This study has been completed.
Sponsor:
Information provided by:
Medical University of South Carolina
ClinicalTrials.gov Identifier:
NCT00118196
First received: July 8, 2005
Last updated: April 26, 2012
Last verified: April 2012
History of Changes
  Purpose

RATIONALE: Drugs used in chemotherapy, such as azacitidine and arsenic trioxide, work in different ways to stop the growth of cancer cells, either by killing the cells or by stopping them from dividing.
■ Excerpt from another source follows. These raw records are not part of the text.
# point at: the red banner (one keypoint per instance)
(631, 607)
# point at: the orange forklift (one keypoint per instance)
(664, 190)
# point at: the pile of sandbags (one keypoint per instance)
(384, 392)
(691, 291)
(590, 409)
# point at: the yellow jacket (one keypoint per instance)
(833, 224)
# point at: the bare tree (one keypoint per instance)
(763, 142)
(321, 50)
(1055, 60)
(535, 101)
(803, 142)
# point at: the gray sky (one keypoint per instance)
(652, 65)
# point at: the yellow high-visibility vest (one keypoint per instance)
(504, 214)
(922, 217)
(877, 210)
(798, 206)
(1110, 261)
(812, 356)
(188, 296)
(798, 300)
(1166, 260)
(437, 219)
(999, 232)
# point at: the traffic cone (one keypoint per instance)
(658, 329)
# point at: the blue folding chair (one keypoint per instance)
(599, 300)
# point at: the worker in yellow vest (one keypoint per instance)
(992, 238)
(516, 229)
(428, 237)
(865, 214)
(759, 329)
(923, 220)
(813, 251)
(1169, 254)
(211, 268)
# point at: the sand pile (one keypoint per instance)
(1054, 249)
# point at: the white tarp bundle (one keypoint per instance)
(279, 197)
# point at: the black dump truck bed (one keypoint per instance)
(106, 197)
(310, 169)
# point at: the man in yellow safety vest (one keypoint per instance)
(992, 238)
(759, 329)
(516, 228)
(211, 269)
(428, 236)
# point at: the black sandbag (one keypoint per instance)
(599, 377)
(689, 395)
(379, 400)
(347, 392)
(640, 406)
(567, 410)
Giving more than one drug (combination chemotherapy) may kill more cancer cells.

PURPOSE: This phase II trial is studying how well giving azacitidine together with arsenic trioxide works in treating patients with myelodysplastic syndromes or chronic myelomonocytic leukemia.
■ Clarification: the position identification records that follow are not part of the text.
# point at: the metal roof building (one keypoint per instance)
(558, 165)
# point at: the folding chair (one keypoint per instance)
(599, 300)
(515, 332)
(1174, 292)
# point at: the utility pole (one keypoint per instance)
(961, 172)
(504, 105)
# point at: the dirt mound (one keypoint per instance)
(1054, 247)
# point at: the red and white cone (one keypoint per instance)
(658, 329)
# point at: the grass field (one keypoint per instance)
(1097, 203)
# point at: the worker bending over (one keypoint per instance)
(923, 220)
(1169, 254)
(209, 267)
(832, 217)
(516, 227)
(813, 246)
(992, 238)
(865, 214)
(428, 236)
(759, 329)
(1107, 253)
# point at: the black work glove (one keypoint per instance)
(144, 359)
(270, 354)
Condition Intervention Phase
Leukemia
Myelodysplastic Syndromes
 Drug: arsenic trioxide
Drug: azacitidine
 Phase 2

Study Type: Interventional
Study Design: Allocation: Non-Randomized
Masking: Open Label
Primary Purpose: Treatment
Official Title: A Phase II Study of Arsenic Trioxide in Combination With 5-Azacitidine in Myelodysplastic Syndromes

Resource links provided by NLM:

U.S. FDA Resources

Further study details as provided by Medical University of South Carolina:

Primary Outcome Measures:
  • Response rate (overall and confirmed) as measured by International Working Group (IWG) standardized criteria for MDS at day 113 and then every 4 weeks until completion of study treatment [ Designated as safety issue: No ]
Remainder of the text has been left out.